There are short-term solutions like enabling easier access across the border and visas, and hiring talent from overseas, he says. "We are a relatively small market and if we can bring people in, then it's easy to solve the short-term problem.
"But I suspect we are looking at a longer-term issue globally and we need to be incubating and developing people here in New Zealand to play those roles in the future."
Offering larger pay packets is not the ultimate solution, England says. "We will likely have to do that to retain some talent in the short term. But then it just becomes an escalation — everyone doing the same thing and it doesn't grow the resources."

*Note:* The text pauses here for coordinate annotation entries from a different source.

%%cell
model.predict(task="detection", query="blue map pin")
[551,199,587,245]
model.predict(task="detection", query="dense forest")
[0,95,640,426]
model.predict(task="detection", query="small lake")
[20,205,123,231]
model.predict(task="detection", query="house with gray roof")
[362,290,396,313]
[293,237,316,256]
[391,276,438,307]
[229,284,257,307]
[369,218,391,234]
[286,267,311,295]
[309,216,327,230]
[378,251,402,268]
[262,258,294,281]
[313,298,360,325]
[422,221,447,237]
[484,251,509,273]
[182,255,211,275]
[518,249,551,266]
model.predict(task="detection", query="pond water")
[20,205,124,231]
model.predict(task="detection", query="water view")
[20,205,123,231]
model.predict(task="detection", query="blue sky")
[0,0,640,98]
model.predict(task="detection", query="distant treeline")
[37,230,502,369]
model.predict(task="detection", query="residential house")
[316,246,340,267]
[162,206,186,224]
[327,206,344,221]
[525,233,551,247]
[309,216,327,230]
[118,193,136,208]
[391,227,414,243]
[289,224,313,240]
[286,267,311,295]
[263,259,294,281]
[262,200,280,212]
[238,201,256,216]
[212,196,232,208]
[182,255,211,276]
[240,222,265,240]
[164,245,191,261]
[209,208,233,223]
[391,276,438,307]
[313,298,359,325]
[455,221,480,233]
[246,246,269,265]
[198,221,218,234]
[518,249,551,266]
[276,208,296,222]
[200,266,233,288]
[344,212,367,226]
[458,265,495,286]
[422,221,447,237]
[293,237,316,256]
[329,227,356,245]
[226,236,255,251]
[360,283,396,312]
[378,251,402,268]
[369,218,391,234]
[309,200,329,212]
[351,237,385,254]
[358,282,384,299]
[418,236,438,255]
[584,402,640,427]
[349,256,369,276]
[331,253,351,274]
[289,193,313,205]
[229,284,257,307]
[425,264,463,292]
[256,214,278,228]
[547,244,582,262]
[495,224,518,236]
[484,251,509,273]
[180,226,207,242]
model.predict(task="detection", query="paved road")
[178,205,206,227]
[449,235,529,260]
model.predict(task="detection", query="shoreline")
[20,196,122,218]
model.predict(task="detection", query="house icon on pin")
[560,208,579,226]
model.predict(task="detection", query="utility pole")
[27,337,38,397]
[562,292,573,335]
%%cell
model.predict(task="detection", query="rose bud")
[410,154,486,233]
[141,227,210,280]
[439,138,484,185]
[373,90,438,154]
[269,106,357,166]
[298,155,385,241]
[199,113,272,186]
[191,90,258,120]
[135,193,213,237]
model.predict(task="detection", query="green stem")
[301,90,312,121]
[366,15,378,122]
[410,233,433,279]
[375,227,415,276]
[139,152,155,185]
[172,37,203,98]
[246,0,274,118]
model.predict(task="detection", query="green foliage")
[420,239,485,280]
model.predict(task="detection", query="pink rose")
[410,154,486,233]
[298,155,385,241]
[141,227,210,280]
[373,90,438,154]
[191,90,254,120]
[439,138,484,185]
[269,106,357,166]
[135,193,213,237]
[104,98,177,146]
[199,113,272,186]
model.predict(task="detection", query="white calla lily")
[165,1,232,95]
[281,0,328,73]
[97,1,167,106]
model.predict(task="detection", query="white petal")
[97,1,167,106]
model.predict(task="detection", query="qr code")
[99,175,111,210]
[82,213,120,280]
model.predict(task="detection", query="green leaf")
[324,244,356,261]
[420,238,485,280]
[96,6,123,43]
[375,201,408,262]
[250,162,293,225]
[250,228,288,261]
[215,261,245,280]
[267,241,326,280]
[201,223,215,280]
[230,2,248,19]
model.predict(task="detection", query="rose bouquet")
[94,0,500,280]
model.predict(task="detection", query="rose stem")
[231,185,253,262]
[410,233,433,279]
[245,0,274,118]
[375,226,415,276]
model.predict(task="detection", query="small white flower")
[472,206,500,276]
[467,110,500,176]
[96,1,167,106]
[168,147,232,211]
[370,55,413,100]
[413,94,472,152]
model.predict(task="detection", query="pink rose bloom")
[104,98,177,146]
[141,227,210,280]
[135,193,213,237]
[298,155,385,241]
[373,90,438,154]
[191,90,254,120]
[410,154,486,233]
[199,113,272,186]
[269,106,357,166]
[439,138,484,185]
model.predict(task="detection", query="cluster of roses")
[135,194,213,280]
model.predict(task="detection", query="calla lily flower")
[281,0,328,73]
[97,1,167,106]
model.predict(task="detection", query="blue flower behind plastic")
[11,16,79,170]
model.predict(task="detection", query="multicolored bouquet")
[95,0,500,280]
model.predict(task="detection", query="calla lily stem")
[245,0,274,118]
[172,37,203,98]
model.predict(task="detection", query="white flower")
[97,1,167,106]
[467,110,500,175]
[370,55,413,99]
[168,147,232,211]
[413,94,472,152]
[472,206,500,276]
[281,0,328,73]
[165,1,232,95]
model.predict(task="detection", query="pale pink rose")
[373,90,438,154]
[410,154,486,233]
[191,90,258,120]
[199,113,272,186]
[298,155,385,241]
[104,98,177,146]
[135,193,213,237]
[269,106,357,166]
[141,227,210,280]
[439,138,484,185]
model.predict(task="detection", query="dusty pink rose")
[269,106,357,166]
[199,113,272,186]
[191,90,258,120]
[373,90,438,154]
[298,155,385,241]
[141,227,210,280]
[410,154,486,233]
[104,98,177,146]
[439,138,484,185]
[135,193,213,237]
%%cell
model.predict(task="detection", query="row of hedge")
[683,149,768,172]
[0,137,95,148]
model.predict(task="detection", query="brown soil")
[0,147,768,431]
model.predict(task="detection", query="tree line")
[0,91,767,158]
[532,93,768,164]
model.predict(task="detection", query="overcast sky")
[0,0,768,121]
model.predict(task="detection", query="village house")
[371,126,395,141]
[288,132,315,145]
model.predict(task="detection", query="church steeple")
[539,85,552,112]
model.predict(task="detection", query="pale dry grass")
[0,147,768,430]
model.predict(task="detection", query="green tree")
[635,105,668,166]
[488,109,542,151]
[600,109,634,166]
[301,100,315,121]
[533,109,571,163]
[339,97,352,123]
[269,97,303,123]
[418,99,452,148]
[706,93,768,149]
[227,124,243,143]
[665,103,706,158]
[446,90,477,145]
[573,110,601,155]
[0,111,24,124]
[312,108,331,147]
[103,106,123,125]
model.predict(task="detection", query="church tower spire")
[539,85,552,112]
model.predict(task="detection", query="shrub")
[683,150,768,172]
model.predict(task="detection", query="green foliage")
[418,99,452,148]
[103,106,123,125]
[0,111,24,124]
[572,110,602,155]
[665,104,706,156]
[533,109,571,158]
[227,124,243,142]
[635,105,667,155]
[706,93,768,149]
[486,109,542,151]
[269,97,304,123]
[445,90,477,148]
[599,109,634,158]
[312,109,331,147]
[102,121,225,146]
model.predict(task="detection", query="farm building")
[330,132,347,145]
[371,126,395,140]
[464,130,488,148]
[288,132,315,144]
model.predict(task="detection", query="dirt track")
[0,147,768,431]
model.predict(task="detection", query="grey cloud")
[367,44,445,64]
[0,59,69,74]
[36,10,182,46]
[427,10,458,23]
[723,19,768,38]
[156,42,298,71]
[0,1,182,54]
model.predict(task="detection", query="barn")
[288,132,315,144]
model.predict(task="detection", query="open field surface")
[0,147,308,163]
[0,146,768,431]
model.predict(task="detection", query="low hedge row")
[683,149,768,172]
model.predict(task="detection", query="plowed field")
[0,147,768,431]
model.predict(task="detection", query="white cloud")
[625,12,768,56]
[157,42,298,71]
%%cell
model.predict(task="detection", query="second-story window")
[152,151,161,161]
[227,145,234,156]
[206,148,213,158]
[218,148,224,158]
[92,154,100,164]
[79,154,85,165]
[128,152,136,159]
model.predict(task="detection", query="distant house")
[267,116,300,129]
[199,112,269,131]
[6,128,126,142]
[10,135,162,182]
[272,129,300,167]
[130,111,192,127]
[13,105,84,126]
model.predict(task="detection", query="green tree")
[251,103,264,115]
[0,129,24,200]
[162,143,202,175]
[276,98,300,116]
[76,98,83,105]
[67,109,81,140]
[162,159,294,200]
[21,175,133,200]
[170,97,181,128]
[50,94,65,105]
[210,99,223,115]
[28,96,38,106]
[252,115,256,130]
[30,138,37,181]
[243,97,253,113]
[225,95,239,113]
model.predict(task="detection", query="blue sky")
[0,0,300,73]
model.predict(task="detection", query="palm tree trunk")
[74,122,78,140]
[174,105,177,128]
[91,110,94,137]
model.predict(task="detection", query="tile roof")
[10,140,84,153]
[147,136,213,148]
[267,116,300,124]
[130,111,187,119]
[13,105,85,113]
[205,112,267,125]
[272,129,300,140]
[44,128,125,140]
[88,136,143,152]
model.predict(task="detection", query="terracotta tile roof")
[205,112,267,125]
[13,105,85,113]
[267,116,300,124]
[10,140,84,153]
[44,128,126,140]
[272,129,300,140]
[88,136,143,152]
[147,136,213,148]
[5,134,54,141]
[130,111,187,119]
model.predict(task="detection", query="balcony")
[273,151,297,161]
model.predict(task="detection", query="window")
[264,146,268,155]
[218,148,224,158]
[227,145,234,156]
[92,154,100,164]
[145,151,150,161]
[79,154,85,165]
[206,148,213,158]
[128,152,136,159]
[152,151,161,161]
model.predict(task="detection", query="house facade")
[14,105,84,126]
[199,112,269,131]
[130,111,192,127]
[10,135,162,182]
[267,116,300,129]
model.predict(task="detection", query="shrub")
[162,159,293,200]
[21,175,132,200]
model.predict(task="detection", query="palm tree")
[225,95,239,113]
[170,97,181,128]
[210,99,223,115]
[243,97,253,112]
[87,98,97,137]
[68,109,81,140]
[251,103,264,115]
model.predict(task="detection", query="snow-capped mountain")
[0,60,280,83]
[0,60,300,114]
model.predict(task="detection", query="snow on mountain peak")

Genesis is digitising its retail business, and England says: "It feels like pretty much every company in New Zealand is embarking on a digital transformation and we need to hire lots of people — and they are just not there.
"We are having more of our technical abilities poached from us, and we are seeing, potentially, huge wage inflation in those areas."
There is a pyramid or hierarchy of job roles, says England. "Companies like us are having people poached to consultancies and then charge back to us at higher prices. Those consultancies, and ourselves, are being poached overseas such as Australia who have higher purchasing power.
"Also, post-Covid, companies are happy to have people sitting in New Zealand working for them remotely. So moving is no longer a barrier to applying for a job in Australia when they can work behind a computer screen in New Zealand — and earn more.
"That kind of hierarchy is evolving. It's real. We can't fill all of our vacancies right now and that's the first time in five years to us," says England.
And there's another irony. A part of Genesis' digital transformation is being negotiated by a party who will be providing some of the resource from overseas. "There's no reason why it shouldn't be here but it can't be because the talent doesn't exist," England says.
Marc England's three issues
• Opening the borders and learning to live with Covid.
• Decarbonising the NZ economy.
• Addressing housing affordability by building capacity to plan, consent and build.